■戸の外に立ってたたく

紹介文
「野生のキリスト教」を紹介するTV番組<https://www.youtube.com/watch?v=QqavJlzY3UU>を観た視聴者からいただいたお叱りのメールに、どうお答えしたかをご紹介します。まず、本の読者やTVの視聴者が伝統的教会の兄弟姉妹であることを示し、メッセージの受け手をリスペクトして話したことを説明しました。

次に、水族館型教会に属する神の民が、どの程度、どのくらいのスピードで水族館から離れるのかは、野生の神の民からあれこれ指示される類の事柄ではなく、自分で主体的に判断すべき課題だと述べました。

最後に、どちらの神の民も、外の扉をたたいておられる主の語りかけに耳を傾けて自分を吟味し、もし、導かれるならば、主が扉を叩く音に共振することで、相手を裁くのではなく助けるようにとオススメしました(参照: 黙示録3章20節)。


・TV番組の視聴者からのご批判

「野生のキリスト教」と題した拙著を紹介するインターネットテレビ番組をご覧になった視聴者から、放映後、メールで直接ご意見を賜りました。伝統的教会を助けている伝道者であるインタビュアーと私の二人だけが登場するスタイルの番組だったのですが、私の受け答えにいつもの熱さやキレがないというご指摘でした。

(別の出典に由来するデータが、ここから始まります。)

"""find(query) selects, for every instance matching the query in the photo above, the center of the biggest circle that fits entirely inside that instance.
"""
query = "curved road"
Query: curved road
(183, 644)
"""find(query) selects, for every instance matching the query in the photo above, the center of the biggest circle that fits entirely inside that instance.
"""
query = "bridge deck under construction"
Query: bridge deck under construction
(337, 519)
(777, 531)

メールには、「伝道者ががっかりしようが、喜ぼうがそんなことは全然関係なくて、神様が喜んでいるかどうかが大切なんですよ。あなたは、伝道者の感情に気を使っている。『それが依存なんだけど…』と、突っ込みながら拝見していました」と記されていました。

そのご批判に対する私どもの応答をご紹介します。ポイントは三つです。

・メッセージの受け手を尊重する

「野生のキリスト教」という書籍も、それを紹介するTV番組も、対象者は伝統的教会に属する人たちでした。水族館型教会とは、教職者(飼育員と飼育するシステムに相当)と会堂で繰り広げられるプログラム(水槽と設備に相当)によって生命を保つキリスト教の形態のことです。

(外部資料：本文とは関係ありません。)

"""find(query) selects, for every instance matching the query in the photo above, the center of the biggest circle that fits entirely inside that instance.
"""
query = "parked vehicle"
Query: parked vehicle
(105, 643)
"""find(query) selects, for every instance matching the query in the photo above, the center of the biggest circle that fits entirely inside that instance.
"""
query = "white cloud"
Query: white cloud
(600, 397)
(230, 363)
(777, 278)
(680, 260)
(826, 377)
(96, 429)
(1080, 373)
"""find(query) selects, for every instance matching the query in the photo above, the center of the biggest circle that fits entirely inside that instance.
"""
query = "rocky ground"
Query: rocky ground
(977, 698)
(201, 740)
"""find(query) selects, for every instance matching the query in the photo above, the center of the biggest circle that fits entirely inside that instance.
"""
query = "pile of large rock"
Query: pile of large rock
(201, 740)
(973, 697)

彼らは、「水族館の外に広がる野生の海で生活をしている人たち」ではありません。住んでいる場所も文化も違う人たちとコミュニケーションするためには、相手の立場をリスペクトしなければなりません。そのため、メッセージの受け手にとって馴染深い用語と考え方を用いて語りかけます

また、もしメッセージの受け手が、「自分たちは批判された」とか「見下された」などと思うなら、感情的になって、理解し始めることさえ放棄するかもしれません。せっかく、「野生のキリスト教」という別の形態があることを理解していただこうと思って本を書いたのに、それでは、出版の目的を果たすことができません。

・キリストにある幼子

意見をくださった方は、私が水族館型教会の人たちに本を買ってもらうために媚を売っていると思ったようです。その方は、「水族館型教会では人は育たない」と確信しておられます。それで、私が水族館のあり方を番組で肯定してしまうなら、そこに留まってしまう人が増えることになるかもしれず、結果として、多くの人々の成長機会が奪われてしまうと考えたそうです。

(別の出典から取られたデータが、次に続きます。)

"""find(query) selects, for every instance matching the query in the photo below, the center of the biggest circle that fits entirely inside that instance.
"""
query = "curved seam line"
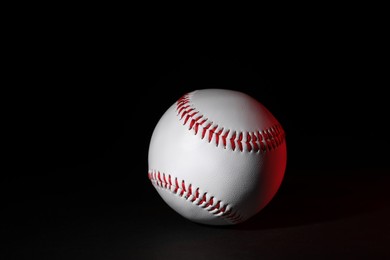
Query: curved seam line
(191, 194)
(258, 141)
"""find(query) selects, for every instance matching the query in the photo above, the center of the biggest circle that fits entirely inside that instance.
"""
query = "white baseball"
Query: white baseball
(217, 156)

実は、私も以前は、水族館型教会の住人がコースを変えて、神が遣わされた世界に出て行くようにと働きかけていました。神の命令は、水族館を拡張することではなく、海に満ち、海に神の支配をもたらすことだからです。

水族館の水槽で、いつか海に出て行くときに備えて学習したりシミュレーションしたりするのではなく、神の命令に従って、実際に安全な場所から出て行くときに、神ご自身が、ご自身の民を守り、自分で餌を獲ったり、子孫を産み育てたりすることができるように成長させてくださいます。

その素晴らしさを経験したので、「外に出ていきませんか」と伝統的教会の兄弟姉妹たちにオススメしてきました。けれども、急に水槽の外に出るなら、神に愛されている人たちが立ち往生してしまうと、今では考えています。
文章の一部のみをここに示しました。